While Americans are less religious nowadays, as seen by low attendance at religious services and other statistics, most American adults still think that religion is very or somewhat important. Even for people who attend church only on Sundays, that one hour or two a week can still be a valuable time for the ability to see friends, do something as a family, and find some peace amidst the chaos of ordinary life. I firmly object to the extreme reduction of religion to some social function vaguely involved with morality and personal development, but it is undeniable that religious practice is fundamentally social and that this is a common perspective of religious adherents.
Houses of worship are also very different environments from other social environments. A bar or pub is certainly a social environment, but in rare circumstances would a group of friends in a small town bar contemplate the transcendent and seek greater things—at least without an extreme BAC level. Social institutions like the library or the market or even the theater are not much better. With religious practice, we see people not with a price tag according to some abstract economic or social value, but as spiritual brothers and sisters with an immeasurable value.
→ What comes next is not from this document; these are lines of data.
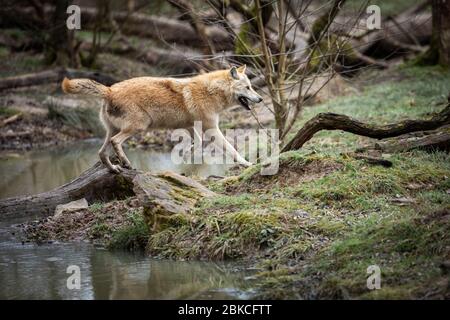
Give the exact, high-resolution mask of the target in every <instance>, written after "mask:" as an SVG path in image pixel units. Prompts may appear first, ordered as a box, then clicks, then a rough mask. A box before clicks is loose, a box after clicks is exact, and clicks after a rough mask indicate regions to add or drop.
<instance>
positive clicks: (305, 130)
mask: <svg viewBox="0 0 450 320" xmlns="http://www.w3.org/2000/svg"><path fill="white" fill-rule="evenodd" d="M449 123H450V103H449V104H448V105H447V106H446V107H445V108H444V109H443V110H442V111H441V112H439V113H438V114H436V115H435V116H433V117H432V118H431V119H430V120H405V121H401V122H398V123H393V124H387V125H382V126H376V125H372V124H367V123H364V122H361V121H358V120H355V119H353V118H351V117H349V116H346V115H342V114H336V113H319V114H318V115H316V116H315V117H314V118H312V119H311V120H309V121H308V122H306V123H305V125H304V126H303V127H302V128H301V129H300V130H299V131H298V132H297V134H296V135H295V136H294V138H292V140H291V141H289V142H288V143H287V144H286V145H285V146H284V147H283V149H282V151H281V152H285V151H289V150H297V149H300V148H301V147H302V146H303V145H304V144H305V143H306V142H307V141H309V140H310V139H311V138H312V137H313V136H314V134H316V133H317V132H319V131H321V130H342V131H346V132H350V133H354V134H357V135H360V136H365V137H369V138H375V139H385V138H391V137H396V136H400V135H402V134H406V133H410V132H416V131H425V130H434V129H437V128H439V127H442V126H444V125H446V124H449Z"/></svg>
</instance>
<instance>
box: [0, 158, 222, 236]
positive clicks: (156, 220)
mask: <svg viewBox="0 0 450 320" xmlns="http://www.w3.org/2000/svg"><path fill="white" fill-rule="evenodd" d="M212 195H214V193H213V192H212V191H210V190H208V189H207V188H206V187H204V186H203V185H201V184H200V183H198V182H197V181H195V180H193V179H190V178H188V177H184V176H181V175H179V174H176V173H173V172H165V173H161V174H152V173H150V172H146V173H144V172H142V171H137V170H128V169H124V170H123V172H121V173H120V174H113V173H111V172H109V171H108V169H107V168H106V167H104V166H103V164H101V163H100V162H98V163H96V164H95V165H94V166H93V167H91V168H89V169H88V170H86V171H85V172H84V173H82V174H81V175H80V176H79V177H78V178H76V179H74V180H73V181H71V182H69V183H67V184H65V185H63V186H61V187H59V188H56V189H54V190H52V191H48V192H44V193H41V194H37V195H33V196H21V197H14V198H9V199H4V200H0V220H2V219H7V218H10V217H26V216H30V217H31V216H33V217H43V216H49V215H53V214H54V213H55V208H56V207H57V206H58V205H62V204H66V203H69V202H72V201H75V200H79V199H86V201H87V202H88V203H90V204H92V203H94V202H107V201H111V200H113V199H125V198H128V197H131V196H136V197H137V199H138V201H139V205H140V206H142V207H143V208H144V211H143V212H144V218H145V220H146V223H147V224H148V225H149V227H150V229H152V230H156V229H159V228H160V227H163V226H164V222H165V221H167V220H168V219H170V217H171V216H172V215H174V214H187V213H189V211H190V210H191V209H192V208H193V207H194V205H195V204H196V202H197V201H198V200H199V199H200V198H202V197H209V196H212Z"/></svg>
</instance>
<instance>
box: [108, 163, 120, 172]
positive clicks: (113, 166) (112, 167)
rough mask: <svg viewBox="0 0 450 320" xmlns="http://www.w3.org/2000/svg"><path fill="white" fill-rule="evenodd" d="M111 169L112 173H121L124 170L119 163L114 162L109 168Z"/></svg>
mask: <svg viewBox="0 0 450 320" xmlns="http://www.w3.org/2000/svg"><path fill="white" fill-rule="evenodd" d="M109 171H111V172H112V173H121V172H122V171H123V169H122V167H121V166H119V165H117V164H113V165H112V166H111V168H109Z"/></svg>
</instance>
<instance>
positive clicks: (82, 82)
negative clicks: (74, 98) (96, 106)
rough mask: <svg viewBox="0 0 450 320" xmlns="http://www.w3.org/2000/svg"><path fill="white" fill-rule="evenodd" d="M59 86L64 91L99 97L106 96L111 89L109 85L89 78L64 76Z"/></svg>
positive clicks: (64, 91)
mask: <svg viewBox="0 0 450 320" xmlns="http://www.w3.org/2000/svg"><path fill="white" fill-rule="evenodd" d="M61 87H62V89H63V91H64V92H65V93H84V94H90V95H94V96H101V97H106V96H107V95H108V94H109V92H110V91H111V89H110V88H109V87H107V86H105V85H103V84H101V83H98V82H97V81H94V80H89V79H72V80H69V79H67V78H64V80H63V82H62V84H61Z"/></svg>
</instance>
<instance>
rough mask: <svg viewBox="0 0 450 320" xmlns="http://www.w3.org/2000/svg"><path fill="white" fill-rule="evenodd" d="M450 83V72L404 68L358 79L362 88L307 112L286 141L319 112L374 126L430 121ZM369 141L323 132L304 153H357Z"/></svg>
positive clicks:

As a Catholic, many of my friends lament on the loss of receiving the sacraments in addition to not seeing friends at Mass because we view the sacraments as a way of life. Protestants often look highly to the church not merely because of the social function, but because it is a life line and a way of life. When a way of life is cut off, especially to a significant extent, there are going to be negative consequences to people’s welfare, and this is what we have been seeing to an elevated affect since March.
During a difficult winter where many Americans will feel increasingly isolated and depressed, let us take a positive step forward and change our attitudes towards brother and sister. Even though we are often limited to digital communication, we can still make an impact on people and make these lonely and cold times more manageable. Even if religious services are limited, there will likely be service opportunities which can make someone’s winter much more bearable, especially if they are suffering greatly. We can be the change no matter how much longer the pandemic lasts, and we should not be demotivated by the surrounding chaos.
The views expressed in this article are the opinion of the author and do not necessarily reflect those of Lone Conservative staff.